Belfast Telegraph

DUP's Arlene Foster says there was never a hard border in Ireland

Troubles border infrastructure in place for security, says MLA

Jonathan Bell

By Jonathan Bell

Arlene Foster has said there was never a hard border in Ireland but rather security needed to prevent terrorism.

"And even in those circumstances we weren't able to stop them," said the DUP leader.

Mrs Foster told an event in London there was never a hard border on the island and how it was upsetting to hear the Prime Minister talk of the "borders of the past".

Explaining how while there was border infrastructure during the Troubles she said that was for "completely different reasons".

"It was for the reasons of security and even then terrorists were able to come and go at their pleasure," she told the BBC.

Calling for the backstop to be binned, she said she believed there were administrative and technology options which could pave the way forward for border checks between Northern Ireland and the Republic in order to prevent the need for infrastructure.

Arlene Foster was speaking ahead of the historic meaningful vote in parliament on the Prime Minster's withdrawal agreement. She accused Theresa May of not trying to get rid of the backstop in discussions with Brussels.

Mrs Foster spoke at a Brexiteer event calling for a "better deal" in London which was also attended by former Brexit secretaries Dominic Raab and David Davis.

She said there was no need for the backstop as Taoiseach Leo Varadkar vowed not to erect a hard border on the island of Ireland.

"As someone who lived through the Troubles," the DUP leader said, "we never had a hard border."

"There were 20,000 soldiers in Northern Ireland and they could not hermetically seal the border in Northern Ireland

"So it is a bit of a nonsense to talk about a hard border."

Backstop does violence to the union. Arlene Foster

She said technology should be considered as an option for checks along the border adding: "The borders of the past were there for a completely different reason. They were there to stop terrorists, they were there to stop the flow of Semtex as opposed to the flow of powdered milk."

She said it was also "distasteful" when the Prime Minister talked of a no-deal Brexit changing life in Northern Ireland.

"For people who talk about the borders of the past it does quiet upset those of us who live in Northern Ireland where progress has been made in a very meaningful and tangible way," she said.

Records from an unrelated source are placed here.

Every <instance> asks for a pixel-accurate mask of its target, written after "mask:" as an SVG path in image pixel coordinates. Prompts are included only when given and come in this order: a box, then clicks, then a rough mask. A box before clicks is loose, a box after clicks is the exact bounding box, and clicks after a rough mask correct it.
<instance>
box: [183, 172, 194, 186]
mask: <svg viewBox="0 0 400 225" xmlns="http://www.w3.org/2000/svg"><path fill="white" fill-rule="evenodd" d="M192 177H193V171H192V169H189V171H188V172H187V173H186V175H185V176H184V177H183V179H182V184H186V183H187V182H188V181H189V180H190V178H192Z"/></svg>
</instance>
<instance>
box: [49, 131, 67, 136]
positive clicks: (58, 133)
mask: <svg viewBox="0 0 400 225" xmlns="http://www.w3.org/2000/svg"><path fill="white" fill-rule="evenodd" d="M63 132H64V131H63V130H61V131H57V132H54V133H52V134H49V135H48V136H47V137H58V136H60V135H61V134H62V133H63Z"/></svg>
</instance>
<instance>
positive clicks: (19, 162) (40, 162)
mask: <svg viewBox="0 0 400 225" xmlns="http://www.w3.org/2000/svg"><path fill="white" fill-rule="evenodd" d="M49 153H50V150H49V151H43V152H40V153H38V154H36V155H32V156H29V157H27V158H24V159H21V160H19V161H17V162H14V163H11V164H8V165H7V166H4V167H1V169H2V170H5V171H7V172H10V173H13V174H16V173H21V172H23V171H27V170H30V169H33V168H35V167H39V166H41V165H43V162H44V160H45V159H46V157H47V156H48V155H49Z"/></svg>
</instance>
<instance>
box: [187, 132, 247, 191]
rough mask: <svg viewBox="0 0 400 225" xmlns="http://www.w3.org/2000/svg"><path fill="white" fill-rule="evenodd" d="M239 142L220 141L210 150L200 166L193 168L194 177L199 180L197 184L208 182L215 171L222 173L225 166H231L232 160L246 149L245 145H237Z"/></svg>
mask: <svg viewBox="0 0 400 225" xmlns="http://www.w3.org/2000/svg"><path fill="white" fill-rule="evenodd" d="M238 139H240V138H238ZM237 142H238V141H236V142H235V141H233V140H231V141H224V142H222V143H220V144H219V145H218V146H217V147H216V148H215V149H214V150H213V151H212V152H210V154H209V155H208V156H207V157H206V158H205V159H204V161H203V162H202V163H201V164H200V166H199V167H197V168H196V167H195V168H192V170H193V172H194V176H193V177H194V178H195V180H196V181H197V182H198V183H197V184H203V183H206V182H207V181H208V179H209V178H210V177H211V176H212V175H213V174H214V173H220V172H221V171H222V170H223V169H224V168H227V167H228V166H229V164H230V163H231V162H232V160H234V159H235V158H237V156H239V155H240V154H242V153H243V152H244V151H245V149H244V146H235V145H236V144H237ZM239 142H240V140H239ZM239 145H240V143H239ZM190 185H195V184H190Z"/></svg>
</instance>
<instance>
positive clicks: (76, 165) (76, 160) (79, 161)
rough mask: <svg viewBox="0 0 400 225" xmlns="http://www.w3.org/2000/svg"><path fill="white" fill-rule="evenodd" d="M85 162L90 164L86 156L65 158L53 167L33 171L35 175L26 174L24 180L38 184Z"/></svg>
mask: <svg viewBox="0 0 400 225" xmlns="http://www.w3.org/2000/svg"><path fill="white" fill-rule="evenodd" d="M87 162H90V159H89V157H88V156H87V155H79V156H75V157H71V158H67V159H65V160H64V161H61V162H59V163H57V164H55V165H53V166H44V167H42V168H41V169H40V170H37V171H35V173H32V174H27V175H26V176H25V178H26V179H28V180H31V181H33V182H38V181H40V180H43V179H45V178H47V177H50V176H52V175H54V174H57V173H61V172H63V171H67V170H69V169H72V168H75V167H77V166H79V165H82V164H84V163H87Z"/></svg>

"We need to choose reason and hope as oppose to fear and narrowness and look to the future in a positive way."

Her comments sparked a huge kick back online.

Sinn Fein South Down MP Chris Hazzard shared a picture of a fortified border post from the Troubles era.

"What absolute nonsense; I’m guessing she never attempted to cross the border then?!," he tweeted.

Alliance leader Noami Long described the comments as a "complete denial of reality".

The SDLP described the comments as "recklessly letting facts get in the way of a good soundbite".

Newry and Armagh MLA Justin McNulty said: "A border existed since partition and it existed primarily as a customs border.   It sought to prevent the carrying of goods across the border without paying excise duty.   It was only in the 1970s the militarised border appeared and this lasted for over 30 years.

“The people of Ireland, north and south do not want to go back to any form of border on this island. Mrs Foster and her colleagues have blindly followed the right wing pied pipers Jacob Reese Mogg, David Davis and Boris Johnston into a Brexit cul-de-sac.”

Responding to some of the criticism on Twitter, South Belfast MLA Christopher Stalford said: "We know why there was a harder border during our recent history and it had precious little to do with trade policy. Secondly, if the Provos had tried to murder your father and escaped over it, maybe your perspective would be different."

Speaking at the press conference, Mrs Foster said she had "deja vu" having come to London to argue against the withdrawal agreement before the meaningful vote was pulled in December.

"We said to the Prime Minister she had to get rid of the backstop and get a withdrawal agreement that can be lived with," Mrs Foster said on Tuesday.

We want a deal that does not break up the UK. Arlene Foster

She said the backstop "does violence to the union, it separates us from the rest of the United Kingdom".

Confirming that the 10 DUP MPs will not back the PM’s deal, Arlene Foster added: “We said to the Prime Minister she had to get rid of the backstop and get a Withdrawal Agreement that can be lived with. I don’t think she even asked to get rid of the backstop.

She said Monday's letter from the EU did not change the legally binding withdrawal agreement and therefore her party could not support the deal.

"And I regret that because I want a deal with the European Union. I think the EU wants a deal with the UK. They want a deal that works and so do we.

"But we want a deal that does not break up the UK."